Meeting Report: The Laird and the Land Surveyor: The Mapping of the Queensbury Estate
When Professor David Munro, MBE, stepped down as director of the Royal Geographical Society six years ago, he accepted an invitation from the present Duke of Buccleuch to investigate the archives held in Drumlanrig Castle. With the somewhat vague remit that he should ‘dig around’ in the surviving documents, Professor Munro had little idea of what he might discover. But the pleasant plan for his ‘retirement’ was to spend three days a month in the archives which are housed in an old wine cellar at the castle. Six years on, he was able to share some of the fruits of his research with members of the society at a well-attended monthly meeting. As Professor Munro modestly put it, his enquiries have translated into a host of ‘interesting stories’, which he has turned so far into 57 academic papers. And his work is likely to continue for many years yet.
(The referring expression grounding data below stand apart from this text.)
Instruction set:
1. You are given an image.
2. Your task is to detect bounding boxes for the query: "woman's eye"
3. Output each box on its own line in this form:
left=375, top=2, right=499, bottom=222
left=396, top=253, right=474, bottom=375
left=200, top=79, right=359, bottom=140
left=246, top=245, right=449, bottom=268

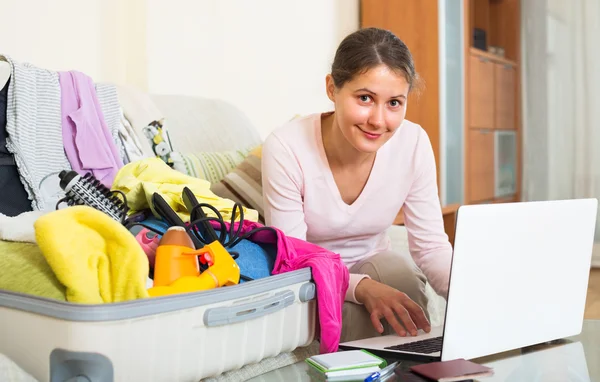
left=359, top=95, right=371, bottom=102
left=390, top=99, right=402, bottom=108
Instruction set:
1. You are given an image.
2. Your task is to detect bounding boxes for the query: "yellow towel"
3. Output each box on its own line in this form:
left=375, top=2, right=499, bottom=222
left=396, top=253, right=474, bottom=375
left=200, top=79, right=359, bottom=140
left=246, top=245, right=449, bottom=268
left=0, top=240, right=66, bottom=301
left=34, top=206, right=149, bottom=304
left=112, top=157, right=258, bottom=222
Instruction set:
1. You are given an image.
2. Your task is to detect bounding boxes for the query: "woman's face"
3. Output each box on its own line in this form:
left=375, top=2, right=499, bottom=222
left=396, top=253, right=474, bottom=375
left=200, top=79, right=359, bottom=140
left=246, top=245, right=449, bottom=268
left=326, top=64, right=410, bottom=154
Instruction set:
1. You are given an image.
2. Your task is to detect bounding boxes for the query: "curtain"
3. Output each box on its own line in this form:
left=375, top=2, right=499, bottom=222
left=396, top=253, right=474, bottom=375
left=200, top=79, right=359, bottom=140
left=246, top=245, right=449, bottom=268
left=521, top=0, right=600, bottom=260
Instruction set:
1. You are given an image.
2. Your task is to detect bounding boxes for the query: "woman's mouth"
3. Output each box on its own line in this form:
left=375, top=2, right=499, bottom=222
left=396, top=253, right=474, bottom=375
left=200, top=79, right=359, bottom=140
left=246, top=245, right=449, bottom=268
left=357, top=126, right=382, bottom=140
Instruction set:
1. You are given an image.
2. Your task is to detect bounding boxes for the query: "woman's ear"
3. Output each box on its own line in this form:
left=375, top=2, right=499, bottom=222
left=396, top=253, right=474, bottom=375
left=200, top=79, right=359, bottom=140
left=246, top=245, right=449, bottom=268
left=325, top=74, right=336, bottom=103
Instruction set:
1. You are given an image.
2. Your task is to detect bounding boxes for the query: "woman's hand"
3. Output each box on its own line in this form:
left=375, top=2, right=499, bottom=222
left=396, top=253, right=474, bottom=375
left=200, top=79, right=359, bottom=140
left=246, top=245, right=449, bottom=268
left=355, top=278, right=431, bottom=337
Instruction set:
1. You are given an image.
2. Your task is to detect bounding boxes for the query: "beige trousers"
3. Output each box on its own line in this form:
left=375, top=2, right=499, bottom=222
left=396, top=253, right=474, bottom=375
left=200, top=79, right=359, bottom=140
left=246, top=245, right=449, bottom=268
left=340, top=250, right=429, bottom=343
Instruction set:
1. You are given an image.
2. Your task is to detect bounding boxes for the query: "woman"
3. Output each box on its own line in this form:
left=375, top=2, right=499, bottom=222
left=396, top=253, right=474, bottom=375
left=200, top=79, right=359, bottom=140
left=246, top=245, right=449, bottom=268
left=261, top=27, right=453, bottom=342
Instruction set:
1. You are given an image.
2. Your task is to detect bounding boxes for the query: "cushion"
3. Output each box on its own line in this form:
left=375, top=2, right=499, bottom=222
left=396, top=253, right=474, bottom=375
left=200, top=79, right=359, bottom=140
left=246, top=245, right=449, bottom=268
left=171, top=147, right=253, bottom=184
left=210, top=146, right=264, bottom=223
left=149, top=94, right=263, bottom=153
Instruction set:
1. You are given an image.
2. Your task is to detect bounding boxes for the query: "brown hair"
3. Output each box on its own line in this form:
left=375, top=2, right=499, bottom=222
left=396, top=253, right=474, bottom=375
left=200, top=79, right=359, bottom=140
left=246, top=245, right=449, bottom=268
left=331, top=27, right=420, bottom=92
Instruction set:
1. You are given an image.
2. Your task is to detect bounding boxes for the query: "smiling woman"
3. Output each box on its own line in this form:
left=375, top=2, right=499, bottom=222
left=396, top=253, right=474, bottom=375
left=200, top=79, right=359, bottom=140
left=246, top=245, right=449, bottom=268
left=261, top=27, right=453, bottom=344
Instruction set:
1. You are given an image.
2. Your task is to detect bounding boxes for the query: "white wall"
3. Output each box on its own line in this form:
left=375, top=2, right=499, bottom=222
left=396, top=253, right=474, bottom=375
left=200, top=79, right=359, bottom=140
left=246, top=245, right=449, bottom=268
left=1, top=0, right=359, bottom=139
left=0, top=0, right=129, bottom=83
left=145, top=0, right=359, bottom=138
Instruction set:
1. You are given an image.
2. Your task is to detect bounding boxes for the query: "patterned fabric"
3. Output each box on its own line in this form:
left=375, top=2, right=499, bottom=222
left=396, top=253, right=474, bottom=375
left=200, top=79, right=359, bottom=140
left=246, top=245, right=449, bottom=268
left=210, top=146, right=264, bottom=222
left=171, top=147, right=252, bottom=184
left=117, top=107, right=146, bottom=164
left=95, top=83, right=127, bottom=164
left=142, top=119, right=175, bottom=166
left=0, top=54, right=72, bottom=211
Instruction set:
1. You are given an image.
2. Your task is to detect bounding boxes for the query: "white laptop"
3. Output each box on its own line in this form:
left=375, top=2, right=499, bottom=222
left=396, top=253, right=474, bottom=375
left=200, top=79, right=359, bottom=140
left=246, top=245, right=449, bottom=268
left=339, top=199, right=598, bottom=362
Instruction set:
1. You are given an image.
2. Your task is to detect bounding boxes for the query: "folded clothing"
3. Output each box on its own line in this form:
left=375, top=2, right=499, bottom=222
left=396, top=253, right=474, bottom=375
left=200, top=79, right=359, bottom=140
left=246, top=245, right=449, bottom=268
left=112, top=157, right=258, bottom=223
left=34, top=206, right=149, bottom=303
left=0, top=240, right=66, bottom=301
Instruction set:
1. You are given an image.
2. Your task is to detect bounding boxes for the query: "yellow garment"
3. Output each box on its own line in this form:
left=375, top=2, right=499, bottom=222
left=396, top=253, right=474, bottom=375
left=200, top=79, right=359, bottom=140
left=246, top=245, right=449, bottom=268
left=112, top=157, right=258, bottom=222
left=0, top=240, right=66, bottom=301
left=34, top=206, right=149, bottom=304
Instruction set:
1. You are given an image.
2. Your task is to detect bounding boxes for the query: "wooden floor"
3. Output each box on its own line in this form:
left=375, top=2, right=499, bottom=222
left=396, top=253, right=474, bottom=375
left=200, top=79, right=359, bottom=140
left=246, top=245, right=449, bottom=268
left=585, top=268, right=600, bottom=319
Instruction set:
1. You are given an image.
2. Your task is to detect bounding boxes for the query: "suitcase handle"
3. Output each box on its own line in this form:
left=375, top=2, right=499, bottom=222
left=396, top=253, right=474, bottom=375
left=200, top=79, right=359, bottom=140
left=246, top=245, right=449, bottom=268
left=203, top=289, right=296, bottom=327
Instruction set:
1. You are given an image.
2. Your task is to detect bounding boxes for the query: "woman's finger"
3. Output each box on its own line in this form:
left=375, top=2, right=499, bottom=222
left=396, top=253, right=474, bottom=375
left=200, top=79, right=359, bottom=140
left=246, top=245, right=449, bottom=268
left=402, top=297, right=431, bottom=332
left=382, top=307, right=407, bottom=337
left=393, top=303, right=418, bottom=336
left=369, top=310, right=385, bottom=334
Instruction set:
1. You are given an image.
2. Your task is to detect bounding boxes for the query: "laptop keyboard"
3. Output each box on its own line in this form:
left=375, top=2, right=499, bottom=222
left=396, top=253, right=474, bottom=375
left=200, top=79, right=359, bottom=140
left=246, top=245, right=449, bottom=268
left=384, top=336, right=443, bottom=354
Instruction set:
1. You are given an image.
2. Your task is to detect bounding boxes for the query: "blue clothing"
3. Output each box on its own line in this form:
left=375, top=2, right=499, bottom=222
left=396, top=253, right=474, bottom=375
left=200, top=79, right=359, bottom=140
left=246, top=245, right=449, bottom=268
left=134, top=216, right=275, bottom=281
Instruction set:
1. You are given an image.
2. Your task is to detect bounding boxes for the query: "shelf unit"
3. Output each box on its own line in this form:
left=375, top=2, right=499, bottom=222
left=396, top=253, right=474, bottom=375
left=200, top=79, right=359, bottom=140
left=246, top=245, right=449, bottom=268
left=360, top=0, right=522, bottom=208
left=465, top=0, right=521, bottom=204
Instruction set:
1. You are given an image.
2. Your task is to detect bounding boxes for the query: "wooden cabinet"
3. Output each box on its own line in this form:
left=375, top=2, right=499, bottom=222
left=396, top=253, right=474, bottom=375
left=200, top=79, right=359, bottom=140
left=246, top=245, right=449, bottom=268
left=465, top=0, right=521, bottom=204
left=469, top=54, right=494, bottom=129
left=469, top=52, right=517, bottom=131
left=466, top=51, right=518, bottom=203
left=360, top=0, right=441, bottom=184
left=360, top=0, right=521, bottom=207
left=468, top=129, right=495, bottom=202
left=494, top=63, right=516, bottom=129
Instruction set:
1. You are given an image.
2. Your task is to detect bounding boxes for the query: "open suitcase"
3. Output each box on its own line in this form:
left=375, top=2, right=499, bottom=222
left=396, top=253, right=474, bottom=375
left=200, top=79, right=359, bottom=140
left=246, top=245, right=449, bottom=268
left=0, top=267, right=316, bottom=382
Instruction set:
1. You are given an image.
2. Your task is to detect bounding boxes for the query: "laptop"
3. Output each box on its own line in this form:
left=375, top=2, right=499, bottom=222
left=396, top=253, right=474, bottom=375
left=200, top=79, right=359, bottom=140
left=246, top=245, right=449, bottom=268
left=339, top=199, right=598, bottom=362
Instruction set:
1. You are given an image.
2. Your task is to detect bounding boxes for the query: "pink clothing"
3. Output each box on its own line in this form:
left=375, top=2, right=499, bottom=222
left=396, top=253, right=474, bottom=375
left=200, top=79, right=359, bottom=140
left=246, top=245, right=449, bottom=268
left=58, top=71, right=123, bottom=186
left=261, top=113, right=452, bottom=303
left=210, top=219, right=349, bottom=354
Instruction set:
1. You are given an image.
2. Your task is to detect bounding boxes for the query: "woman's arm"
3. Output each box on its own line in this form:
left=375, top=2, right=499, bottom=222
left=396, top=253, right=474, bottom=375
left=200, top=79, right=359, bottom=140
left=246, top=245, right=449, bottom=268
left=261, top=134, right=308, bottom=240
left=402, top=129, right=453, bottom=298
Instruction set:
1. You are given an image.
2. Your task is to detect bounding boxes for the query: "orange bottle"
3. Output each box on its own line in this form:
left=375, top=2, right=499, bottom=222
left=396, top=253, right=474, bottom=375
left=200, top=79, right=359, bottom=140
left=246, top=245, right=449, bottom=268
left=152, top=226, right=199, bottom=287
left=148, top=240, right=240, bottom=297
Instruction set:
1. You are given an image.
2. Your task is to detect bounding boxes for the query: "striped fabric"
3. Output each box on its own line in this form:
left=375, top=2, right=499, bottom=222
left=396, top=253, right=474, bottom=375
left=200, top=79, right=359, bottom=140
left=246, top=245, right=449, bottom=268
left=1, top=55, right=71, bottom=211
left=117, top=107, right=146, bottom=164
left=210, top=146, right=264, bottom=223
left=171, top=148, right=252, bottom=184
left=95, top=83, right=127, bottom=164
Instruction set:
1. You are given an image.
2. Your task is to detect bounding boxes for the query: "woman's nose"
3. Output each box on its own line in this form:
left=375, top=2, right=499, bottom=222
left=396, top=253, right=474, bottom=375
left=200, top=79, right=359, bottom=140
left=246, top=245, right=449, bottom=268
left=368, top=107, right=385, bottom=129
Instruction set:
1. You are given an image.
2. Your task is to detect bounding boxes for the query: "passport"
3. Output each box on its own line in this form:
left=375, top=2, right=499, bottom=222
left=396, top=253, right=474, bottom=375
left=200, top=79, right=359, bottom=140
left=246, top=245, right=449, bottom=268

At the heart of the archive lies the work of a succession of land surveyors whose job it was to chart the Drumlanrig estate, augmented from the early nineteenth century by the fusion of the Queensberry and Buccleuch titles. Land surveyors became particularly significant from the mid-eighteenth century onwards, following the failure of the Jacobite Rising of 1745–6. Their legacy is a large collection of estate plans, drawings of the contemporary landscape which are characterized by a quite surprising degree of accuracy considering the relatively primitive equipment available in the eighteenth and nineteenth centuries. These estate plans were, at the time, working documents essential for the management of the estate. To the historian of the landscape they now represent an invaluable record of the change and evolution seen on the land, but are also minor works of art in their own right. Members were shown examples of the exquisite detail that many contain, with the painstaking depiction of trees becoming increasingly common in the early nineteenth century.
Drumlanrig Castle itself dates from the 1670s and by 1711 estate improvements were being carried out by the 3rd Duke of Queensberry. Sadly, the 4th Duke, distracted from his duties by a combination of wine, women and gambling (and the resulting need to pay off significant debts), showed little interest in his estate, this at a time when many such landholdings across Britain were being ‘improved’ as part of the so-called Agricultural Revolution. Crucially, however, in 1810 the Drumlanrig estate passed to the Dukes of Buccleuch and the work of estate management and improvement resumed, all recorded in the surviving castle archives. The last major surveys were carried out in the 1840s and 1850s.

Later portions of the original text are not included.